With regards to passwords, a common scam is cold-calling a user and claiming to be a system administrator or network support personnel. These scam artists then ask for the user to install a piece of software (spyware or viruses) or ask for a username and password, etc.
Please be aware that neither TRG nor DL will EVER ask you for your username or password. If anyone calls and asks you for this information, ask them for a name, their staff id, and phone number where you can call them back. If your Caller ID shows a phone number, write that down before confronting the caller. Any information you get from the caller should be turned over to campus authorities.
There are several different scams currently circulating around the Internet. 419 scams (named after section 419 of the Nigerian legal code, in which they are outlawed) take several forms, including the most famous "Nigerian Prince" scam (Hello! I am a Nigerian prince and need a bank account where I can wire several million dollars; if you let me use yours, you can have a cut! http://www.snopes.com/fraud/advancefee/nigeria.asp ) Another example is the "Microsoft Technical Support Call" in which a bad guy will cold call you and claim Microsoft has seen viruses on your computer and needs you to install something to fix it (http://www.microsoft.com/security/online-privacy/msname.aspx). If you press them for a phone number where you can call them back, you'll get a phone number linked to a prepaid cell phone, from which the scammer is placing the calls. If you think you might be on the receiving end of a scam call, search on http://www.snopes.com/ to see if the people at snopes have seen a similar scam.

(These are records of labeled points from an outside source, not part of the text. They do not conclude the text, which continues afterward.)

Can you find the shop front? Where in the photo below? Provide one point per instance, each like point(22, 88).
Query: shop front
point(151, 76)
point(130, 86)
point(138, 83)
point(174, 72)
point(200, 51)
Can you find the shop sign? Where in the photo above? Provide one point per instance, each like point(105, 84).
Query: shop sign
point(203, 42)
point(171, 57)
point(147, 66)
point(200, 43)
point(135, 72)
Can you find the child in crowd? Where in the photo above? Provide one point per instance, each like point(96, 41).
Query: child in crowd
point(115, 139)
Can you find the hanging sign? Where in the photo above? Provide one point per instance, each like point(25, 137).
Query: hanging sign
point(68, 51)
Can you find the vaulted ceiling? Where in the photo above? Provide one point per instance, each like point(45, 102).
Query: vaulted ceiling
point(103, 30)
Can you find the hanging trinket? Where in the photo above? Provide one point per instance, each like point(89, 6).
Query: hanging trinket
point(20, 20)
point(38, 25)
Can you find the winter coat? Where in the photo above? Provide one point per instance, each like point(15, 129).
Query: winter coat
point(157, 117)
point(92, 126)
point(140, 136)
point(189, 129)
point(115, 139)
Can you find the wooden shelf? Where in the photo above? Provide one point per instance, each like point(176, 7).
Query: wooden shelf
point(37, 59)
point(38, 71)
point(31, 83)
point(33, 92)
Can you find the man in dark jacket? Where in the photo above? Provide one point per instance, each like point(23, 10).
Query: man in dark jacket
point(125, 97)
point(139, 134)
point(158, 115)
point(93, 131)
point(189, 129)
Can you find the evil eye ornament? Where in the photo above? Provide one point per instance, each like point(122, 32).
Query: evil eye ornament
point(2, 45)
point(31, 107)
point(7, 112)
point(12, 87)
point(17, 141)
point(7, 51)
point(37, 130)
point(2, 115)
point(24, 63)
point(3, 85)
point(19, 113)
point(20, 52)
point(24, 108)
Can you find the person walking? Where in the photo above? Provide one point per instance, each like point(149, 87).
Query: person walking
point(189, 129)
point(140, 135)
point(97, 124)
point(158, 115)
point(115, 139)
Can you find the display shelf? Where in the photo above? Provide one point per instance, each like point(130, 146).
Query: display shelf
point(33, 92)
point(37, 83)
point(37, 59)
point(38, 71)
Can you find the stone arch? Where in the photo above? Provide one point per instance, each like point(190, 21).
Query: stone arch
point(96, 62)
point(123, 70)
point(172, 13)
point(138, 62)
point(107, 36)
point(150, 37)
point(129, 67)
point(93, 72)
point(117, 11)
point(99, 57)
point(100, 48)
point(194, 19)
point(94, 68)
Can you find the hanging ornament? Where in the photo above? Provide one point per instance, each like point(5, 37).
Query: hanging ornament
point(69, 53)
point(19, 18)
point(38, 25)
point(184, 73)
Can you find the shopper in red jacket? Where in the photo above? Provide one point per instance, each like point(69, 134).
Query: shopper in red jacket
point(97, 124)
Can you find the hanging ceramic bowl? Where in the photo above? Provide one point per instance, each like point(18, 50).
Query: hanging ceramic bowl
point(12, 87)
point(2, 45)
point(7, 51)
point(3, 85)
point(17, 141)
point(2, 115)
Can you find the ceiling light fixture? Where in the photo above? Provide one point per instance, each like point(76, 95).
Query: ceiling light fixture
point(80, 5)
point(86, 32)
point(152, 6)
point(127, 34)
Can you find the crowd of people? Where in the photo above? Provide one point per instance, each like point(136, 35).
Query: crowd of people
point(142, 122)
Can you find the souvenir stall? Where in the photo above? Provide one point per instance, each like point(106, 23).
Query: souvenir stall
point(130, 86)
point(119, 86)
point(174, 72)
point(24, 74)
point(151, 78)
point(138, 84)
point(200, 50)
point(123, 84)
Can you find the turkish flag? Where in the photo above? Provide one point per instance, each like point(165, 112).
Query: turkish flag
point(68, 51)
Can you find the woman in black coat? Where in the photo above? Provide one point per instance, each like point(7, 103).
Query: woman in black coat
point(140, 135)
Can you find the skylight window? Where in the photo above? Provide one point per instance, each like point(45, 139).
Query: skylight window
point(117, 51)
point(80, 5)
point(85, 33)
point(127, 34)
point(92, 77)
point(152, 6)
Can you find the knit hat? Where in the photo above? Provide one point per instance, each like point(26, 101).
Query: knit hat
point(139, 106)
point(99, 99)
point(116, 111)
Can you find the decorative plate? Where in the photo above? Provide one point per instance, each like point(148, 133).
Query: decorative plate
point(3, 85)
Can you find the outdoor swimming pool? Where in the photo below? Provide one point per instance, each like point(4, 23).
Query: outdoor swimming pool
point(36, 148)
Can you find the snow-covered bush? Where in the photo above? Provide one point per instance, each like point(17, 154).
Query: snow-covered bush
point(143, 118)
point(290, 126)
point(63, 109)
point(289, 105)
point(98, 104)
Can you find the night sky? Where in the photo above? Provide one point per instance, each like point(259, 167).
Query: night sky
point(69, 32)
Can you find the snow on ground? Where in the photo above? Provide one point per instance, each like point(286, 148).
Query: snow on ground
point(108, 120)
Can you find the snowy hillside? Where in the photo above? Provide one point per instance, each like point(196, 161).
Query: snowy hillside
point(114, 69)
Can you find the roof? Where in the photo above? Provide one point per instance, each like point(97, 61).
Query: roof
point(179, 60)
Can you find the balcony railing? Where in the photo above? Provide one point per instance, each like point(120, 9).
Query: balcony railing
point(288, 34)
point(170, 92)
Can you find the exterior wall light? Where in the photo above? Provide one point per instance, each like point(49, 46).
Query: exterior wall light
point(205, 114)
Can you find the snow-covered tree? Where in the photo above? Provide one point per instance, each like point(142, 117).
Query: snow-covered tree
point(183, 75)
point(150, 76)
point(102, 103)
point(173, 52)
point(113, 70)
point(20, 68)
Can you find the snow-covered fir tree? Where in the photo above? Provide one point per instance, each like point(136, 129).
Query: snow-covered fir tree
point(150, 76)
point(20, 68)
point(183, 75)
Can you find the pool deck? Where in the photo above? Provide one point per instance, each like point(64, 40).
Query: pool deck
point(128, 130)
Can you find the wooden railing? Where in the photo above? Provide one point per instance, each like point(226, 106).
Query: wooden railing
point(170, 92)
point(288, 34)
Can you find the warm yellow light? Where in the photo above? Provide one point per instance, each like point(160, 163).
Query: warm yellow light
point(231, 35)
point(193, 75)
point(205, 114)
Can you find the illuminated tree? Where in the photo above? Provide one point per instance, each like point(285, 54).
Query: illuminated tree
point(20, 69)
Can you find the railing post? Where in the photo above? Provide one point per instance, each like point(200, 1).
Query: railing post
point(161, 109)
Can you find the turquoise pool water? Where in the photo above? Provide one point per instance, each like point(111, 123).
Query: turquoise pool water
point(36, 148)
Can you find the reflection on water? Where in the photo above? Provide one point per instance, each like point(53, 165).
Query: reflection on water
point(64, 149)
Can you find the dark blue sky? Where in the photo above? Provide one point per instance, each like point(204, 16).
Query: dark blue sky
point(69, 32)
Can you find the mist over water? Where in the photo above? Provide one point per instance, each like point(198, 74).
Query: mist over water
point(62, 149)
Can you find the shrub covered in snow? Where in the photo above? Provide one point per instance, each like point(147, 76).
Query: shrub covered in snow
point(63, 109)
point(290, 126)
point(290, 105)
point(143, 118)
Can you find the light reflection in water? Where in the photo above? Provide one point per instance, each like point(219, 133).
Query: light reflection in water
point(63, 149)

Thank you for taking the time to read this document. We hope you’ve found the information in here useful. To communicate to as broad a user-base as possible, we have glossed over many technical details. If you would like additional information about any of these topics, we encourage you to research more thoroughly on the Internet, or contact Kevin Metcalf in the TRG with questions/comments/etc.
Much of security is common sense, but it also requires knowledge of often confusing technology. By reading through this document, you’re working to expand your technology IQ; way to go!